The announcement comes a day after Orlando-based SeaWorld released second quarter financial results that showed growing revenues and attendance, impressing analysts. The company’s interim CEO had hinted cuts were coming as SeaWorld sought to save $50 million in expenses.
In a statement, a SeaWorld spokesman said the cuts were meant to position the company for “continued growth and financial success.”
The layoffs, effective Tuesday, are for salaried positions throughout SeaWorld’s theme parks across the United States and its corporate headquarters in Orlando, according to spokesman Travis Claytor.
Some of the 125 positions were vacant, although Claytor declined to say how many.
The company previously eliminated 350 positions in October.
About 4,900 full-time employees and 11,300 part-time employees worked at the company as of December 2017, according to a SeaWorld annual report.
“For those employees who will be impacted by this restructure, we are offering severance benefits and transition assistance,” the statement said. “We remain committed to providing our guests with inspiring experiences that matter and to continuing the world-class care for all our animals, including animal rescue, rehabilitation and ocean conservation efforts.”
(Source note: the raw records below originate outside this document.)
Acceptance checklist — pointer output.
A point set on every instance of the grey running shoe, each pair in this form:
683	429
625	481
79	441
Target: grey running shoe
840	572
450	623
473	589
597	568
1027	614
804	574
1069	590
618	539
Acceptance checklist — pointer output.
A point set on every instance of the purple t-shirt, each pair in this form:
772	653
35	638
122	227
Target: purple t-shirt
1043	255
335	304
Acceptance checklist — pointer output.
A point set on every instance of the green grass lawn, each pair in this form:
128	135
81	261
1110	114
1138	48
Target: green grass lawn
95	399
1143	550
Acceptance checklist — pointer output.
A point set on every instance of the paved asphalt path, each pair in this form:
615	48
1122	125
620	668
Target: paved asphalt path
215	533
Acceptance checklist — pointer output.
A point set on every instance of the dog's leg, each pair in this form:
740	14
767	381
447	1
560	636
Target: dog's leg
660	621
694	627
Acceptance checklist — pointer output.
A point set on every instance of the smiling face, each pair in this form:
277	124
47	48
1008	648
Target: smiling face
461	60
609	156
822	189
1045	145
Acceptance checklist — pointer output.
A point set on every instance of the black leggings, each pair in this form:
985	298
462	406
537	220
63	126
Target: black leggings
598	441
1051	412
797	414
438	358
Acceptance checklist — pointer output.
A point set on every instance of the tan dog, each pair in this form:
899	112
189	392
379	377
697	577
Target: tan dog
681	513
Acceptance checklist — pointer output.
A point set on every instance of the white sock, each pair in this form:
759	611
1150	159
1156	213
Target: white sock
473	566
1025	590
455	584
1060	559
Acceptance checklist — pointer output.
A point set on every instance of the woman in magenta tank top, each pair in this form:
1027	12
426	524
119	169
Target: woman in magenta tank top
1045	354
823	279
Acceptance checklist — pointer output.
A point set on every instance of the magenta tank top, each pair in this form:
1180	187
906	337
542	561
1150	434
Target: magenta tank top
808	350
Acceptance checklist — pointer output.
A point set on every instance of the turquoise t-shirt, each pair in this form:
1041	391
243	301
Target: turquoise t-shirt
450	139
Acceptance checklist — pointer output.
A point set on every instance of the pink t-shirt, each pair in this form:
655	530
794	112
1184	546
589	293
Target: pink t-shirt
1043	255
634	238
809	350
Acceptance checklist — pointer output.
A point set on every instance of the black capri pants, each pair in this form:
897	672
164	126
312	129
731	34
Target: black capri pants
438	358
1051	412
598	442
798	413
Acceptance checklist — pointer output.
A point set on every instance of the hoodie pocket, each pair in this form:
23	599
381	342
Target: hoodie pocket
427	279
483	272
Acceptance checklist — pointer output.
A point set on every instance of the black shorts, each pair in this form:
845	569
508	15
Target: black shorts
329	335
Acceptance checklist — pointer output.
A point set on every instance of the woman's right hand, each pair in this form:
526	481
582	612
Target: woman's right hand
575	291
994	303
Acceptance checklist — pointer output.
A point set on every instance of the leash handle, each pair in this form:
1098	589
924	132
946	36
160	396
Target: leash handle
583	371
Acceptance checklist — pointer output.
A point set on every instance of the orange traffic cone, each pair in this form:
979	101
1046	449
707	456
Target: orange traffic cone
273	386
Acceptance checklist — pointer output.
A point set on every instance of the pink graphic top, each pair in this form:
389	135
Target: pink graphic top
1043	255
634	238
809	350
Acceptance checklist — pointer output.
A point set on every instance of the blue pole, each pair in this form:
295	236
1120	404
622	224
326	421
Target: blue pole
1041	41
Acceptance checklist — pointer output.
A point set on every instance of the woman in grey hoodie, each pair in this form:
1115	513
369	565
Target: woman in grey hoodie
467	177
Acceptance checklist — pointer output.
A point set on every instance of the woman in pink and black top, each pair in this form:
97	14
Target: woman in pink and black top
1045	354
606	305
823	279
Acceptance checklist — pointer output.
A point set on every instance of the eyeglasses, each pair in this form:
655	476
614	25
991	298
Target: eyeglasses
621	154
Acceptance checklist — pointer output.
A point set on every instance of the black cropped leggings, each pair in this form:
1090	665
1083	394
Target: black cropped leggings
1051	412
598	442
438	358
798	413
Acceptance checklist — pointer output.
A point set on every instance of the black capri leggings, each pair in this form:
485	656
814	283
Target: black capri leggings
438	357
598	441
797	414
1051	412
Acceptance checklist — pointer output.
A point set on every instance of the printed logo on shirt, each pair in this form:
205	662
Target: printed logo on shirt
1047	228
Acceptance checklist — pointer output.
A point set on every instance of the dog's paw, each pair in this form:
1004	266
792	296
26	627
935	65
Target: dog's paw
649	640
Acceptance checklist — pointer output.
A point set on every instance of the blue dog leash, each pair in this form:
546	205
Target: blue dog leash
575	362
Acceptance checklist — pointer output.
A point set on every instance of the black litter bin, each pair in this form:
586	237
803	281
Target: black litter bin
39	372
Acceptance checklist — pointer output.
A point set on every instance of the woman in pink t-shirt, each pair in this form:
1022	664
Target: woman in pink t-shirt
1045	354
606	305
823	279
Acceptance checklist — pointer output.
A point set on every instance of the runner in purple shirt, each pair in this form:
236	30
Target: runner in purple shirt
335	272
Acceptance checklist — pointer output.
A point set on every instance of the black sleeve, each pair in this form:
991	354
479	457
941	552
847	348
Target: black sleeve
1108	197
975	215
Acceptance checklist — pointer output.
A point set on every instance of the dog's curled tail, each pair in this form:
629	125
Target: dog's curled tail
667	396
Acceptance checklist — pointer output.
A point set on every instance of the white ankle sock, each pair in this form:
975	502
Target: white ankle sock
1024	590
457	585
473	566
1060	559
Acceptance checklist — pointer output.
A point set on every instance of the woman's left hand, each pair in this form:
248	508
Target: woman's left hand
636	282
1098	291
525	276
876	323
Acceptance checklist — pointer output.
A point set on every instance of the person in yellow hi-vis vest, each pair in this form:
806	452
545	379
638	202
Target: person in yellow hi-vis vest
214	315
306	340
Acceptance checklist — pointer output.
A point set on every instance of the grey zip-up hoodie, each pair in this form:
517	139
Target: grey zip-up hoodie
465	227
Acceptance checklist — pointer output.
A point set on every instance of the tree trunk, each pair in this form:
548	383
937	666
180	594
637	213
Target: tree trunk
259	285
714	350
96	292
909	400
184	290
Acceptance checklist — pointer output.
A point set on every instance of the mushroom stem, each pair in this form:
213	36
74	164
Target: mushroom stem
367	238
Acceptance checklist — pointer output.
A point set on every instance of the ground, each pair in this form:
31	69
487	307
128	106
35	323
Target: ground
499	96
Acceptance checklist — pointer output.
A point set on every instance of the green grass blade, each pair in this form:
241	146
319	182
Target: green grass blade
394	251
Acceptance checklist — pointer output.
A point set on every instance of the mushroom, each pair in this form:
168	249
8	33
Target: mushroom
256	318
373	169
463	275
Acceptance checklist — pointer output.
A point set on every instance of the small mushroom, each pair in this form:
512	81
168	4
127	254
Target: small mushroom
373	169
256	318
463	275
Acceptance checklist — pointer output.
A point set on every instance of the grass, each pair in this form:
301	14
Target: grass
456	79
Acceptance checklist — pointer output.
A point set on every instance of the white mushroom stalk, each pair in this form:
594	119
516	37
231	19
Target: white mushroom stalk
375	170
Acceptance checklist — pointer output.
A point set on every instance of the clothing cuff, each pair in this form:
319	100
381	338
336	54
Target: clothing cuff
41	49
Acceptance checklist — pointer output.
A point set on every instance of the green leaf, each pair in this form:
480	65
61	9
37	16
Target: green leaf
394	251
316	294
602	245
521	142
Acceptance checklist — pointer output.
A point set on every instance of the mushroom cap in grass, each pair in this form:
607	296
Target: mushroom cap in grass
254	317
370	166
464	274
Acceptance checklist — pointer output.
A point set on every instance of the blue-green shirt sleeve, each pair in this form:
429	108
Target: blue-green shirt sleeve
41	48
Interim CEO John Reilly said Monday the company is cutting $50 million, although he did not provide many specifics to analysts during an earnings call.
The layoffs are part of those cost-saving efforts, Claytor said, although he would not say how much it will save.
The animal rescue team isn’t affected by cuts, he added.
The move isn’t a surprise, said Tuna Amobi, a SeaWorld analyst with CFRA Research.
“They were signaling there was going to be some drastic cost-cutting methods,” Amobi said.
The first two quarters of 2018 have brought improved finances for SeaWorld, which has been hit with years of dropping attendance, lawsuits and a public backlash from the “Blackfish” documentary that protested keeping whales in captivity.
SeaWorld’s stock rose by 17 percent Monday as the company announced that revenues and attendance both jumped 5 percent in the second quarter ending in June compared with the same time frame in 2017. Attendance reached 6.4 million and revenue hit $392 million.
Reilly also told analysts the company was positioning itself to reach up to $500 million in adjusted earnings by 2020.
Revenue and attendance can be unpredictable, which is why it’s easier for companies to control their finances by making cuts, Amobi said.
SeaWorld appears to be making a turnaround, the analyst said.
“Whether that’s sustainable remains to be seen,” Amobi said. “So far so good, is what one might say.”